Flying and The Mistakes We Made.
I have a love and hate relationship with booking flights for our international travels. On one hand, it’s really exciting to sit down and plan it out, while on the other, it can be a little overwhelming. Especially, when you add in multiple stops like we did when we flew to Reykjavik and then London in an attempt to try to squeeze in Iceland at a discounted rate.
Now that we are actively searching again, this time for flights to Bangkok, I started thinking about some of the mistakes we made, and thought now would be a good time to share them.
Mistake #1: We spent more money than we should of on our ticket from Iceland to London because we waited to buy the ticket. After we bought our ticket from the states to Iceland, Beth and I decided to wait on our tickets out of Iceland, because we wanted to find the cheapest route that would allow us to see the most. Italy was the only place we had to be, so Beth and I had some flexibility about where and how to get there. Unfortunately, we went back and forth on the alternatives for about a week, and by the time we went to book our flight to London, it had increased by about $100 per ticket.
Solution: We should have powered through the alternatives and made a decision that day, or even better, immediately after we booked the first ticket. Our indecisiveness cost us.

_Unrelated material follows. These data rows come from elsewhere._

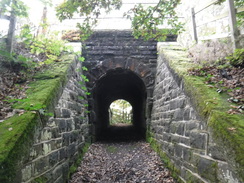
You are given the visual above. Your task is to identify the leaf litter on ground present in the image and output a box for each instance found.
[69,142,176,183]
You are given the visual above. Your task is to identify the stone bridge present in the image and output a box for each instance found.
[0,31,243,183]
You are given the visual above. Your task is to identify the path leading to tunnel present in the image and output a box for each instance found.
[70,142,176,183]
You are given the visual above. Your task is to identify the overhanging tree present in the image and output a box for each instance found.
[56,0,182,41]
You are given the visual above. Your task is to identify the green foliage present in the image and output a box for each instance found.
[0,45,36,72]
[109,100,132,124]
[215,0,244,27]
[56,0,182,41]
[56,0,122,41]
[124,0,182,41]
[0,0,28,17]
[68,142,91,179]
[226,49,244,67]
[17,24,34,45]
[30,32,71,64]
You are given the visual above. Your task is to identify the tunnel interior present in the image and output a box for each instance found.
[92,69,147,141]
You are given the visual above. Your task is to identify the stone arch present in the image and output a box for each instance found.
[87,60,154,140]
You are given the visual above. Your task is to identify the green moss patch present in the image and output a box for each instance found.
[0,53,74,183]
[146,131,182,183]
[161,46,244,180]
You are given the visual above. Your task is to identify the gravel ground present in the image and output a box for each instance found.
[70,142,176,183]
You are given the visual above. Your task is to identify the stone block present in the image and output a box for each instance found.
[62,109,71,118]
[21,164,33,182]
[173,109,184,121]
[182,168,206,183]
[176,122,185,136]
[197,157,219,182]
[208,143,226,161]
[190,131,208,149]
[54,107,63,118]
[33,156,50,176]
[217,162,240,183]
[56,119,67,132]
[174,144,183,159]
[59,148,68,161]
[52,165,63,180]
[62,133,71,146]
[67,143,76,157]
[185,121,199,137]
[49,151,59,167]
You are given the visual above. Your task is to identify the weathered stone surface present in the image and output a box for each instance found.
[19,56,89,183]
[150,50,239,183]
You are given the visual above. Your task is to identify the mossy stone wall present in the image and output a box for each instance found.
[149,44,244,183]
[0,56,89,183]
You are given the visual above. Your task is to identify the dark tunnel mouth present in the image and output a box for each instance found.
[92,69,147,141]
[108,99,133,126]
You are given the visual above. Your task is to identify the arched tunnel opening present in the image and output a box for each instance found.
[92,69,147,141]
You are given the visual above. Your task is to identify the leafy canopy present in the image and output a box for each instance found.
[56,0,182,40]
[56,0,122,40]
[0,0,28,17]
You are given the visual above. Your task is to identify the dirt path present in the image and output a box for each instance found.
[70,142,175,183]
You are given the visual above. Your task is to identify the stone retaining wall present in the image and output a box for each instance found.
[19,57,89,183]
[151,47,239,183]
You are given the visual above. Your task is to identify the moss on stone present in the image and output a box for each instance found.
[68,142,91,179]
[0,53,74,183]
[158,46,244,181]
[146,130,183,183]
[0,112,39,183]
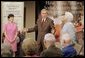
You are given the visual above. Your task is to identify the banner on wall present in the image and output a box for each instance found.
[1,1,24,31]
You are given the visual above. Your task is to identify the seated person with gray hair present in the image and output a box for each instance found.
[40,33,62,57]
[22,38,37,57]
[1,43,13,57]
[61,33,77,57]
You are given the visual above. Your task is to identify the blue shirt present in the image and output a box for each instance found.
[62,45,77,57]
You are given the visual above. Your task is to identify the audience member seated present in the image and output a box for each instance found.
[1,43,13,57]
[22,38,38,57]
[40,33,62,57]
[61,33,77,57]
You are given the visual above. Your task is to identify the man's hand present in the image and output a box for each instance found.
[23,28,28,32]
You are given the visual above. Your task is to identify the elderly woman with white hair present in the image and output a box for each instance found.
[61,33,77,57]
[40,33,62,57]
[61,12,76,43]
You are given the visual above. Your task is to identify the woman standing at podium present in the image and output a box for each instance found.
[4,14,18,57]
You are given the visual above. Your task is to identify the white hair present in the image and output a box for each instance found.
[44,33,55,41]
[65,12,73,21]
[61,33,71,40]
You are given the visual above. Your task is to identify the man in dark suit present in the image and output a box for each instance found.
[23,9,54,54]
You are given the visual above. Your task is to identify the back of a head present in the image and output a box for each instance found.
[44,33,55,42]
[22,38,37,56]
[61,33,72,45]
[40,47,63,57]
[41,9,48,13]
[65,12,73,22]
[1,43,13,57]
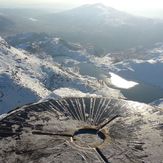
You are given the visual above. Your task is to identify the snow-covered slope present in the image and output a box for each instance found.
[150,98,163,108]
[113,58,163,88]
[0,38,120,113]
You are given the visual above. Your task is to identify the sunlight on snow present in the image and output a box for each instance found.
[109,72,139,89]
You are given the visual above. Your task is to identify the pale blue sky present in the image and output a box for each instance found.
[0,0,163,15]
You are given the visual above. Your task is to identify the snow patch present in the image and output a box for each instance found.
[109,72,138,89]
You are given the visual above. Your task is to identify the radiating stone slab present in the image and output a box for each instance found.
[0,98,163,163]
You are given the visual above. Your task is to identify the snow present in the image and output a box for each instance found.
[109,72,138,89]
[112,58,163,88]
[150,98,163,108]
[0,37,122,114]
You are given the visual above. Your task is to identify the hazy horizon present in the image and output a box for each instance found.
[0,0,163,18]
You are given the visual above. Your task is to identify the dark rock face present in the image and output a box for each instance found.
[0,98,163,163]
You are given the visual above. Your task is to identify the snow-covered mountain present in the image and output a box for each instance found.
[0,38,120,113]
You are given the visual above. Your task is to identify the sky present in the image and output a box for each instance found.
[0,0,163,15]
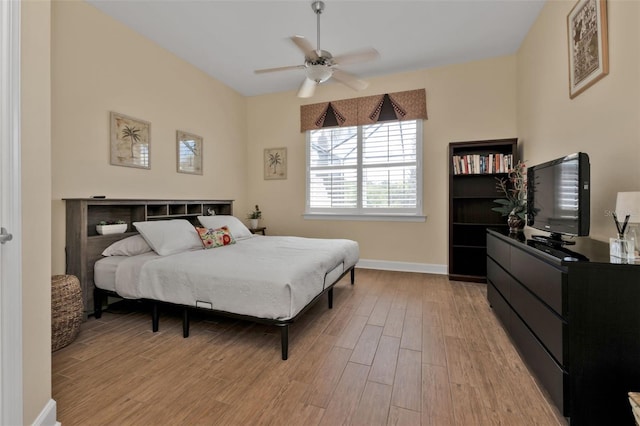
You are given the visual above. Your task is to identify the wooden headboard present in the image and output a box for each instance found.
[64,198,233,316]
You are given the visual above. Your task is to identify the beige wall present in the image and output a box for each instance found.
[52,1,247,273]
[247,56,517,266]
[21,1,51,424]
[517,0,640,241]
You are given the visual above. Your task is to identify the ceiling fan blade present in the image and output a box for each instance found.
[333,47,380,65]
[254,65,304,74]
[291,36,318,60]
[332,68,369,90]
[298,78,318,98]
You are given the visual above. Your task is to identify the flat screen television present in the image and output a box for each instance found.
[527,152,590,246]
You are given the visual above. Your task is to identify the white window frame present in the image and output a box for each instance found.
[303,120,426,222]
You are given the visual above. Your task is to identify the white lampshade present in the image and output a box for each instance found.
[616,191,640,223]
[305,64,333,84]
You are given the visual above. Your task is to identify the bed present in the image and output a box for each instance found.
[94,216,359,360]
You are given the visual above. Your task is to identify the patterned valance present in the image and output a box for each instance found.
[300,89,427,132]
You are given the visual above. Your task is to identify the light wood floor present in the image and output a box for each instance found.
[53,269,566,426]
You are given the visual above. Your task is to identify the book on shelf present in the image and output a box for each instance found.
[452,152,513,175]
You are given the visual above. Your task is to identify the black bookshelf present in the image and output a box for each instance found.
[449,138,517,282]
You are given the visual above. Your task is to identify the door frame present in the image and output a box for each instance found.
[0,1,24,424]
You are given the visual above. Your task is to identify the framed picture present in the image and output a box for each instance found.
[264,148,287,179]
[111,111,151,169]
[567,0,609,99]
[176,130,202,175]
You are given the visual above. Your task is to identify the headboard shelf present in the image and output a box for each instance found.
[63,198,233,316]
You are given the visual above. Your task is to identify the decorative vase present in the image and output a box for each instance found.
[507,212,524,234]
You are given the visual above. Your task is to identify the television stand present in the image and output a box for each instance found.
[531,232,576,248]
[487,230,640,426]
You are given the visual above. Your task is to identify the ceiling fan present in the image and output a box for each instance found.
[255,1,380,98]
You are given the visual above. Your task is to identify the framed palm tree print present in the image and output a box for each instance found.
[567,0,609,99]
[176,130,202,175]
[264,148,287,179]
[111,111,151,169]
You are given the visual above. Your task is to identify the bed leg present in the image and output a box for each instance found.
[93,287,102,318]
[182,308,189,339]
[280,324,289,361]
[151,302,160,333]
[327,287,333,309]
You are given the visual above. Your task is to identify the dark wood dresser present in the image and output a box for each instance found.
[487,230,640,426]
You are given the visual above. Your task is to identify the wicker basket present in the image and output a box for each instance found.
[51,275,84,352]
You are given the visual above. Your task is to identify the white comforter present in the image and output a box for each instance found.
[115,236,359,320]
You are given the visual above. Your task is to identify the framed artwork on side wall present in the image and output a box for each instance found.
[111,111,151,169]
[567,0,609,99]
[176,130,202,175]
[264,148,287,179]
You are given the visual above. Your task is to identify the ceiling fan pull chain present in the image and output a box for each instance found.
[311,1,324,56]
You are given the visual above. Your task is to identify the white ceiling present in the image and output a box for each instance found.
[87,0,545,96]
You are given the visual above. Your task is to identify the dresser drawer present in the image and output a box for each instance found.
[509,247,563,315]
[508,282,566,365]
[487,257,514,300]
[509,302,569,416]
[487,283,511,330]
[487,234,511,271]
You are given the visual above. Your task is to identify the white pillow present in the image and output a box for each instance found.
[102,235,151,256]
[133,219,202,256]
[198,214,253,240]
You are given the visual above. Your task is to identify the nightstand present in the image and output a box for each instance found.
[249,226,267,235]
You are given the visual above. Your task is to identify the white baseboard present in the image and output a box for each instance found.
[33,399,60,426]
[356,259,447,275]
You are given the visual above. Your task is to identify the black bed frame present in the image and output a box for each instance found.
[93,266,355,361]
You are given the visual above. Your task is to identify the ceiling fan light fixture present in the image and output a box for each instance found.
[305,64,333,84]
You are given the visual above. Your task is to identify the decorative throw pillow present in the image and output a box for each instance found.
[102,235,151,256]
[196,226,236,248]
[198,214,253,240]
[133,219,202,256]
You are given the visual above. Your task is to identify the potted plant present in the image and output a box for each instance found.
[491,161,527,232]
[96,220,127,235]
[247,204,262,229]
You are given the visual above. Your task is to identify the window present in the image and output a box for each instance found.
[306,120,422,220]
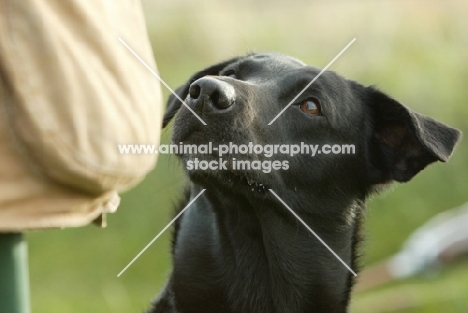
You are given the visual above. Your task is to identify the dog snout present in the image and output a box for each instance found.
[189,77,236,111]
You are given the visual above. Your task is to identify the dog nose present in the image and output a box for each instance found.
[189,77,236,111]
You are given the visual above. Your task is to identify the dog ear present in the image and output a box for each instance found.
[163,57,240,128]
[367,87,461,183]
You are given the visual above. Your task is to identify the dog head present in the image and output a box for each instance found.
[164,53,460,200]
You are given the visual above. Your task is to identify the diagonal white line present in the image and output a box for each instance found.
[268,189,357,276]
[117,189,206,277]
[119,37,206,126]
[268,38,356,126]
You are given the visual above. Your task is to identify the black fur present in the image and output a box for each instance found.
[149,54,460,313]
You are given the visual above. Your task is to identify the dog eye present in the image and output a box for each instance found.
[299,99,322,115]
[221,70,237,79]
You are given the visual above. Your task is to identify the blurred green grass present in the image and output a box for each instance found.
[28,0,468,313]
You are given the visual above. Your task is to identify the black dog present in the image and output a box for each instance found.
[149,54,460,313]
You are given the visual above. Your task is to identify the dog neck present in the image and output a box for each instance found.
[175,185,362,313]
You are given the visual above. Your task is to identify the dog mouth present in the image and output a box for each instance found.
[178,155,271,194]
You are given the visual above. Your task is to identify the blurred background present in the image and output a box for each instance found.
[28,0,468,313]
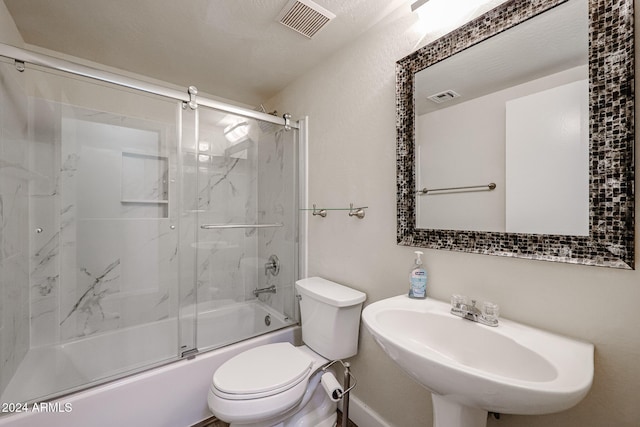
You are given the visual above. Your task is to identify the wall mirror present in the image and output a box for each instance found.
[396,0,634,269]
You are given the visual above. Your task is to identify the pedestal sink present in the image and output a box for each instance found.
[362,295,593,427]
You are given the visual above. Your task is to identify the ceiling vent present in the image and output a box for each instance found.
[427,90,460,104]
[277,0,336,38]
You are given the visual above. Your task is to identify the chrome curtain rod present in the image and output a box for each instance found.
[0,43,298,129]
[416,182,496,195]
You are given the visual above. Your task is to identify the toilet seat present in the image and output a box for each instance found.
[212,342,313,400]
[207,342,326,425]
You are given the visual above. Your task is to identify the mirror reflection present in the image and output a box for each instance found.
[414,0,589,236]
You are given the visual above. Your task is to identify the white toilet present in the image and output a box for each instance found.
[207,277,366,427]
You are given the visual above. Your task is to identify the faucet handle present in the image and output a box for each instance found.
[451,294,467,308]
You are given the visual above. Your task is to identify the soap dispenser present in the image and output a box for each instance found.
[409,251,427,299]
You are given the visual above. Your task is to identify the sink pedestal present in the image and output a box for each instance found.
[431,393,488,427]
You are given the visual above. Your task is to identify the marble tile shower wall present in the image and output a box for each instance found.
[30,103,178,347]
[258,129,297,319]
[192,128,259,310]
[0,63,29,398]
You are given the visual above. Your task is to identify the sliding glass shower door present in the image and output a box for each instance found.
[0,49,299,403]
[188,106,298,350]
[0,61,192,402]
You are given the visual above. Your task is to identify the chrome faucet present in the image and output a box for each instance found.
[451,295,498,326]
[253,285,277,297]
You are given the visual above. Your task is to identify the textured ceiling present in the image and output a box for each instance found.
[0,0,409,105]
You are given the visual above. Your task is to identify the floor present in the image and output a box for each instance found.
[191,411,358,427]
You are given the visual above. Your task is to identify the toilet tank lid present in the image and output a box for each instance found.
[296,277,367,307]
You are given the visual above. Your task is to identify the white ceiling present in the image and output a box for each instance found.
[0,0,410,105]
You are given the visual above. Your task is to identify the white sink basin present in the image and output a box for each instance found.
[362,295,593,427]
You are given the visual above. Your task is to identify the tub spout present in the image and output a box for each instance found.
[253,285,276,296]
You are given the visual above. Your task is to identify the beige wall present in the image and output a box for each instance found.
[269,6,640,427]
[0,0,24,47]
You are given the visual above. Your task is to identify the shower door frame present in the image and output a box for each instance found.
[0,43,309,404]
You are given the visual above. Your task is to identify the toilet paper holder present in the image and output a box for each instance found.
[322,360,358,427]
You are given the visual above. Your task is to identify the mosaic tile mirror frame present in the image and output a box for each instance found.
[396,0,634,269]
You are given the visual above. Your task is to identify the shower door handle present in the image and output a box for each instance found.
[200,222,284,230]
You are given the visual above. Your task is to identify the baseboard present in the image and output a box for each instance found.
[342,395,393,427]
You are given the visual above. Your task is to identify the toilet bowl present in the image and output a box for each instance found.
[207,277,366,427]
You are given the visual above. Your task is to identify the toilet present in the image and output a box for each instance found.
[207,277,366,427]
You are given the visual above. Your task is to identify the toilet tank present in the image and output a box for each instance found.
[296,277,367,360]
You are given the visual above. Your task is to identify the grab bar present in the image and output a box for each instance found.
[416,182,496,195]
[200,222,284,230]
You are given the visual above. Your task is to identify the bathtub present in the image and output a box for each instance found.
[0,301,300,427]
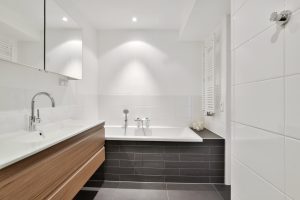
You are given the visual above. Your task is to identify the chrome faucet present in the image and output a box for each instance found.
[28,92,55,131]
[123,109,129,129]
[134,117,150,128]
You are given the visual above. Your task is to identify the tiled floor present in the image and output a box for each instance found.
[75,182,230,200]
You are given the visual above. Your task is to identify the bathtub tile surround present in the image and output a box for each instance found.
[75,181,230,200]
[90,134,224,183]
[231,0,300,200]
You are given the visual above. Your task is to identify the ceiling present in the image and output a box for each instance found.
[61,0,230,41]
[65,0,194,29]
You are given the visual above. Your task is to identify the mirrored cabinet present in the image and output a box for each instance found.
[0,0,44,70]
[0,0,82,79]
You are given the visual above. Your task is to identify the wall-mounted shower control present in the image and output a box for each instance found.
[270,10,292,26]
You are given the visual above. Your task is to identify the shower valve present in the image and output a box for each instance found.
[270,10,292,26]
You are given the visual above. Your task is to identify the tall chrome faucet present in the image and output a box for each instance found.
[123,109,129,129]
[28,92,55,131]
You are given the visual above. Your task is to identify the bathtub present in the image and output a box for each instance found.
[105,126,203,142]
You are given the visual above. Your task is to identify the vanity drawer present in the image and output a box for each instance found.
[0,126,105,200]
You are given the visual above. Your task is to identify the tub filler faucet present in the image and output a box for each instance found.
[134,117,150,129]
[28,92,55,131]
[123,109,129,129]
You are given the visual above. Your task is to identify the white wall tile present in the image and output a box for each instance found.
[285,138,300,200]
[232,123,284,192]
[232,159,285,200]
[234,26,284,84]
[285,11,300,74]
[286,0,300,12]
[234,78,284,133]
[285,75,300,139]
[232,0,285,47]
[231,0,248,13]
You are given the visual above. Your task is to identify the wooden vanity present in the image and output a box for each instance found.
[0,124,105,200]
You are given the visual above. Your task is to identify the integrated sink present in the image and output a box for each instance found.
[0,119,104,169]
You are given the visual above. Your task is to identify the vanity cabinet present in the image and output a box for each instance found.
[0,125,105,200]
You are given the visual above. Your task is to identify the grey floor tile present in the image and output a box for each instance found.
[167,190,223,200]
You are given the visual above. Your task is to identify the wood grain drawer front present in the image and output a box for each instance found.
[0,127,105,200]
[48,147,105,200]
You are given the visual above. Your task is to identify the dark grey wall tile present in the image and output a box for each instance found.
[84,180,119,188]
[104,167,134,174]
[91,140,224,183]
[210,146,225,155]
[165,161,209,169]
[167,183,215,191]
[134,153,179,161]
[165,176,209,183]
[209,162,225,170]
[209,169,225,176]
[120,146,164,153]
[120,175,165,182]
[180,154,209,161]
[165,146,210,154]
[202,139,225,146]
[120,160,165,168]
[105,145,120,152]
[106,153,134,160]
[119,181,167,190]
[134,153,164,160]
[209,176,224,183]
[134,168,179,176]
[180,169,209,176]
[209,155,225,162]
[104,160,120,167]
[100,173,120,181]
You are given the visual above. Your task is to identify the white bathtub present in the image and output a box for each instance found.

Mistake #2: Our mostly costly mistake, though, was not buying a round trip ticket to Italy. If we were not on a budget, this probably would not have been a big of deal, especially because we got to see Iceland, London and Paris in addition to Italy. However, between our flights and train tickets, we ended up paying more than a round trip ticket from Boston to Rome would have cost us.
Solution: Because we are still on a tight budget, I would just buy a round trip fare and work in train trips or cheap European flights once we reach our destination. It’s easy to get sucked into a good one way fare, especially if you want to see a couple of other places. Though, it can be a real drag when your only option back to the U.S. is a one way ticket that cost almost as much as a round trip ticket.
We both like spontaneous travel and adventures; however, when it comes to booking our flights, Beth and I (and our wallet) now realize, at least for the major flights anyway, that we need to be a bit more Type A.